Gaza

Gaza: ancora non liberi di pescare

24 ott 2014

Nonostante gli accordi di cessate il fuoco le navi militari israeliane continuano ad attaccare pescatori palestinesi intenti a lavorare nelle acque di Gaza. Nel solo mese di settembre in 18 casi i soldati israeliani hanno aperto il fuoco, un palestinese è rimasto ferito, 11 pescatori sono stati arrestati, 4 barche e 22 reti da pesca sono state confiscate.

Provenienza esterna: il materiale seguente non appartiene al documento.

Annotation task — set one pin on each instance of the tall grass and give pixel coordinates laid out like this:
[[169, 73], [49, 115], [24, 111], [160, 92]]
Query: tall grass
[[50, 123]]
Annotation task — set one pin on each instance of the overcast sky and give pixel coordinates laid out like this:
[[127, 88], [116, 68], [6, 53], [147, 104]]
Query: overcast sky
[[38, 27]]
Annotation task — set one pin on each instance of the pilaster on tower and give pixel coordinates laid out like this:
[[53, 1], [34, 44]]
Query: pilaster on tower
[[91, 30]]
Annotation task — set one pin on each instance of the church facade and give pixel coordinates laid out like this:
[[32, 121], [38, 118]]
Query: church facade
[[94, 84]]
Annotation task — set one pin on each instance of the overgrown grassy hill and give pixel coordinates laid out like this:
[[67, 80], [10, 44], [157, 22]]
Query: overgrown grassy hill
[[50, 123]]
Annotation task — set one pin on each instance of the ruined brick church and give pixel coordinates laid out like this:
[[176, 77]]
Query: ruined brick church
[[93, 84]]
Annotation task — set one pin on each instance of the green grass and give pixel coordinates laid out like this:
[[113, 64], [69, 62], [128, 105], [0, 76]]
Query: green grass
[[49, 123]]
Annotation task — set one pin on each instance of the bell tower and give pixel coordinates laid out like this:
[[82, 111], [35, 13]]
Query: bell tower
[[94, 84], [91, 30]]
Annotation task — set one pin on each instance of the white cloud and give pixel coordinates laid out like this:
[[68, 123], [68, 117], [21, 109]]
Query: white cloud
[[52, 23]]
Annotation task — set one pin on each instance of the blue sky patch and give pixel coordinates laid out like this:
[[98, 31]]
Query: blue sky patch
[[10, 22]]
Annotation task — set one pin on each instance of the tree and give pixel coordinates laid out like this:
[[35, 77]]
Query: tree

Testo e foto di Rosa Schiano

Gaza, 24 ottobre 2014, Nena News – Le speranze che i palestinesi riponevano negli accordi per il cessate il fuoco raggiunto il 26 agosto tra Israele e gruppi della resistenza palestinese che ha messo fine all’ultima offensiva israeliana “Margine protettivo” sono state presto disattese. Soprattutto quelle dei pescatori di Gaza. Il governo di Netanyahu aveva infatti concesso ai palestinesi un’estensione dell’area marittima fino a 6 miglia nautiche dalla costa. Un’estensione che rappresentava di fatto un ritorno all’accordo raggiunto dopo la precedente offensiva israeliana “Colonna di difesa” del novembre 2012, niente di più, niente di meno.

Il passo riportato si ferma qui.